“Giving kids clothes and food is one thing but it is much more important to teach them that other people besides themselves are important, and that the best thing they can do with their lives is to use them in the service of other people.” - Dolores Huerta

Friday, February 20, 2015

The Prison Experiment - Overview

  • 70 Applicants > 24 chosen to participate
  • "Our study of prison life began, then, with an average group of healthy, intelligent, middle-class males."
  • 'prisoners' were picked up in a police car and booked (fingerprints and all) into the prison
  • "Our prison was constructed by boarding up each end of a corridor in the basement of Stanford's Psychology Department building. That corridor was "The Yard" and was the only outside place where prisoners were allowed to walk, eat, or exercise, except to go to the toilet down the hallway (which prisoners did blindfolded so as not to know the way out of the prison). To create prison cells, we took the doors off some laboratory rooms and replaced them with specially made doors with steel bars and cell numbers."
  • "The Hole," or solitary confinement. It was dark and very confining, about two feet wide and two feet deep, but tall enough that a "bad prisoner" could stand up.
    An intercom system allowed us to secretly bug the cells to monitor what the prisoners discussed, and also to make public announcements to the prisoners. There were no windows or clocks to judge the passage of time, which later resulted in some time-distorting experiences."
  • on arrival prisoners were searched, stripped naked, and sprayed (allusion to lice/germs/filth)
  • "It should be clear that we were trying to create a functional simulation of a prison -- not a literal prison.

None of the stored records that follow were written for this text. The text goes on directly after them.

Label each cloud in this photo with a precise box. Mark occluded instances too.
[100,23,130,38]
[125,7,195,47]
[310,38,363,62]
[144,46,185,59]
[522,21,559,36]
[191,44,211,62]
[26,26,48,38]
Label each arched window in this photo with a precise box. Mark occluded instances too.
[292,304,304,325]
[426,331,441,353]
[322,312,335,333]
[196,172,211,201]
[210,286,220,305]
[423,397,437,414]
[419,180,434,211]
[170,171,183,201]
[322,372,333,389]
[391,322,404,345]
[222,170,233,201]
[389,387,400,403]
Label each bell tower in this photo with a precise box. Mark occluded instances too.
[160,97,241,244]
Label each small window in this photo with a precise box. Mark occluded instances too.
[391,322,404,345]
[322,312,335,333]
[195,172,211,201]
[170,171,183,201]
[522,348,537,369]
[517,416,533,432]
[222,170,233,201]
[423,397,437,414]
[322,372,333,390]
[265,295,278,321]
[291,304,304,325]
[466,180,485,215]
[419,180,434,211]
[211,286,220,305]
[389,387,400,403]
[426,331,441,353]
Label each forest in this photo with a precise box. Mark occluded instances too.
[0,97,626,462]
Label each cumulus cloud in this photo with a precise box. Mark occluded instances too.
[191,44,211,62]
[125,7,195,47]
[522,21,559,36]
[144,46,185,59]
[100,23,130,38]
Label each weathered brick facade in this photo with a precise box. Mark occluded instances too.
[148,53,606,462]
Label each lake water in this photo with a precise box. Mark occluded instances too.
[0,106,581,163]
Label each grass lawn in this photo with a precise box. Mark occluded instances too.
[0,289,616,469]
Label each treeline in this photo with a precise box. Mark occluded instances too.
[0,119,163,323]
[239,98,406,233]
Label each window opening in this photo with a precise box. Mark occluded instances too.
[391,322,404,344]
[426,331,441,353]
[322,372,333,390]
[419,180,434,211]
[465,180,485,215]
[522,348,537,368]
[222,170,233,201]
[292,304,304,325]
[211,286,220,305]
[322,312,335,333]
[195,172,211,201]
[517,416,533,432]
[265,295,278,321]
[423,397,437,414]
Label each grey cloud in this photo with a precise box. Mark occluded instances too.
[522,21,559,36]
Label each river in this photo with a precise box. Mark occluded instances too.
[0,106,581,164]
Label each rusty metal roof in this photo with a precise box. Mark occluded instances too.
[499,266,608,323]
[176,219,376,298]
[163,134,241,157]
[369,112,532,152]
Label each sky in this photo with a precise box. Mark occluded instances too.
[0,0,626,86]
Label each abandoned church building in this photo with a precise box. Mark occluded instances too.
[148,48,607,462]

Real male prisoners don't wear dresses, but real male prisoners do feel humiliated and do feel emasculated. Our goal was to produce similar effects quickly by putting men in a dress without any underclothes. Indeed, as soon as some of our prisoners were put in these uniforms they began to walk and to sit differently, and to hold themselves differently -- more like a woman than like a man."
  • The chain on their foot, which also is uncommon in most prisons, was used in order to remind prisoners of the oppressiveness of their environment.
  • dehumanized > weren't called by name but by ID number
  • stocking cap = shaved head > remove any individuality, as well as getting them to comply
  • physical punishment was imposed by guards (push-ups, often with a foot on their back, or with another inmate sitting on them)
  • when rebellion was started by the prisoners, guards responded with force
  • ""Let's use psychological tactics instead of physical ones." Psychological tactics amounted to setting up a privilege cell. > The effect was to break the solidarity among prisoners."
  • "By dividing and conquering in this way, guards promote aggression among inmates, thereby deflecting it from themselves."
  • first prisoner to show disturbing reactions/signs of 'craziness' : "During the next count, Prisoner #8612 told other prisoners, "You can't leave. You can't quit." That sent a chilling message and heightened their sense of really being imprisoned. #8612 then began to act "crazy," to scream, to curse, to go into a rage that seemed out of control. It took quite a while before we became convinced that he was really suffering and that we had to release him."
  • Prisoners allowed visitors, but with all the paperwork and such that is gone through in real jails
  • Priest visit to see how realistic the prison is > "The priest's visit further blurred the line between role-playing and reality. In daily life this man was a real priest, but he had learned to play a stereotyped, programmed role so well -- talking in a certain way, folding his hands in a prescribed manner -- that he seemed more like a movie version of a priest than a real priest, thereby adding to the uncertainty we were all feeling about where our roles ended and our personal identities began."
  • Parole Hearings > "Several remarkable things occurred during these parole hearings. First, when we asked prisoners whether they would forfeit the money they had earned up to that time if we were to parole them, most said yes. Then, when we ended the hearings by telling prisoners to go back to their cells while we considered their requests, every prisoner obeyed, even though they could have obtained the same result by simply quitting the experiment. Why did they obey? Because they felt powerless to resist. Their sense of reality had shifted, and they no longer perceived their imprisonment as an experiment. In the psychological prison we had created, only the correctional staff had the power to grant paroles."
  • ended when a psychologist questioned the morality of the experiment, basing her question on the students treatment and physical/mental appearance.